Un gémissement profond gronda du fond de la gorge de Molly alors que le baiser s’approfondissait. Leurs langues se tâtonnaient d’un air taquin, envoyant un frisson de plaisir dans les bras d’Annie. Sa robe s’ouvrit légèrement et la main de Molly coupa son sein gauche,le serrant.
« Qu’en est-il de votre rappel ? »Demanda Annie.
« Ils peuvent attendre. »Elle tira la robe transparente des épaules d’Annie et la laissa tomber sur le sol. Une bouffée d’air frais balayait sa peau mais la chaleur du toucher de Molly chassait la chair de poule. La danseuse s’avança, plaquant Annie contre le miroir.

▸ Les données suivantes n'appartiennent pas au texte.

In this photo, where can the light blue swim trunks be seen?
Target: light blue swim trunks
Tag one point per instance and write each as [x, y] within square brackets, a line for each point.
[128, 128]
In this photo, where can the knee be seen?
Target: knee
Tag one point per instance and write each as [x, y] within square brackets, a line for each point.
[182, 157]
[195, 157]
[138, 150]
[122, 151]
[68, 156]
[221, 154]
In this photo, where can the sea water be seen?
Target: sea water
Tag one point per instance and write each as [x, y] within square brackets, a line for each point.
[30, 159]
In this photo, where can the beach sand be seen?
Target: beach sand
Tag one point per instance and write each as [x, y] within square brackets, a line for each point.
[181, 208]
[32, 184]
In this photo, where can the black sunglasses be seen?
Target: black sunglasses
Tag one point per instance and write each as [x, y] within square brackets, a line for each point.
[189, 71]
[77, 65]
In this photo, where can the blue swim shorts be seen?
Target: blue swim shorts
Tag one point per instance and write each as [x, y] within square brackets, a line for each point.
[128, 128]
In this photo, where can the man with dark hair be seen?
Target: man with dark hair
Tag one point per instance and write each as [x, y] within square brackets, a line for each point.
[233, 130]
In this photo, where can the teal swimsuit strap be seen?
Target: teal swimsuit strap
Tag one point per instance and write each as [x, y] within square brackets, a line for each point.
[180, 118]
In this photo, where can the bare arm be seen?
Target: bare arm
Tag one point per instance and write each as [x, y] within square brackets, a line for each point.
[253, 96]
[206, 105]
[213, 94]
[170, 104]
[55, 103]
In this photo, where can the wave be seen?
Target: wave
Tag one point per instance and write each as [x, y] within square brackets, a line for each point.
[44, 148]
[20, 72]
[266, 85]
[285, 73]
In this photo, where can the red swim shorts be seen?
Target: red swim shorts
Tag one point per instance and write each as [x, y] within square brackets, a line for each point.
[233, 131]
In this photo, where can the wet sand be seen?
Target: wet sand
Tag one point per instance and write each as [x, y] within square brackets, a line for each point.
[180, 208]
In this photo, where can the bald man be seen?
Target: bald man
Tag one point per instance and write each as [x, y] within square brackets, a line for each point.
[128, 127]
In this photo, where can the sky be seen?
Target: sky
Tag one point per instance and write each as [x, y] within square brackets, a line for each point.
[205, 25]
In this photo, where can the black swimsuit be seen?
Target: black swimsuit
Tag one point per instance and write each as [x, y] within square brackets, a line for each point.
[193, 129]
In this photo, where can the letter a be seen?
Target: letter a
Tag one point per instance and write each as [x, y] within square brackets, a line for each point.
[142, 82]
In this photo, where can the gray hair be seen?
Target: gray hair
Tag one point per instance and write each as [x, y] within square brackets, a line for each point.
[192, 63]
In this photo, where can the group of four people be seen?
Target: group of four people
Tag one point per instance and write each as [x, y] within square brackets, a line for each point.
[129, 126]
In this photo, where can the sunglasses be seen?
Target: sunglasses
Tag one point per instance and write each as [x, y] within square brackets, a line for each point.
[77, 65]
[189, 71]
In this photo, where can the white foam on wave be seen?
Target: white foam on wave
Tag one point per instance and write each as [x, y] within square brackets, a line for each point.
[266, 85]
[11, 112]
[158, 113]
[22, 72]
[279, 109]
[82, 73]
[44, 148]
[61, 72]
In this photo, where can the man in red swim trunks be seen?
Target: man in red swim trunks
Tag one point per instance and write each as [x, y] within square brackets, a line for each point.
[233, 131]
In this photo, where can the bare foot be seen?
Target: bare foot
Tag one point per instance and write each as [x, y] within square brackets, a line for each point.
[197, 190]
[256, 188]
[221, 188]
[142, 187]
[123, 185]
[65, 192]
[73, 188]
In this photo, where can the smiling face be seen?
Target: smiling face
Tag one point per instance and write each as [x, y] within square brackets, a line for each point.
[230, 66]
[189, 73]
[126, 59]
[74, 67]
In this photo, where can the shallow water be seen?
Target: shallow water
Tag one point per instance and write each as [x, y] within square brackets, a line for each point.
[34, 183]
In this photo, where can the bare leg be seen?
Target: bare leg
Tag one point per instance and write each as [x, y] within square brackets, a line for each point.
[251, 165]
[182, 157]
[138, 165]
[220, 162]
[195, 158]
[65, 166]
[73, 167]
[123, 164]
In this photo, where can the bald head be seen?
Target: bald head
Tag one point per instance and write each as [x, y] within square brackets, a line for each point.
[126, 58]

Tordant ses mains en vagues de cheveux, Annie accueillit le jeu sauvage des lèvres brillantes et des langues chaudes alors que leurs corps se moulaient ensemble.
« Je suis tellement chaud pour toi en ce moment. Molly laissa échapper un sifflement et effleura sa langue contre les lèvres d’Annie. « Assurez-vous de ne pas disparaître. Je n’en ai pas encore fini avec toi. »
Elle attrapa la lèvre inférieure d’Annie entre ses dents et lui donna un tiraillement ludique. Puis elle se retourna et se dirigea vers la scène, ses hanches se balançant d’un côté à l’autre.
Annie jeta un coup d’œil à l’horloge ronde sur le mur, la petite aiguille touchant juste les douze. Elle avait beaucoup de temps.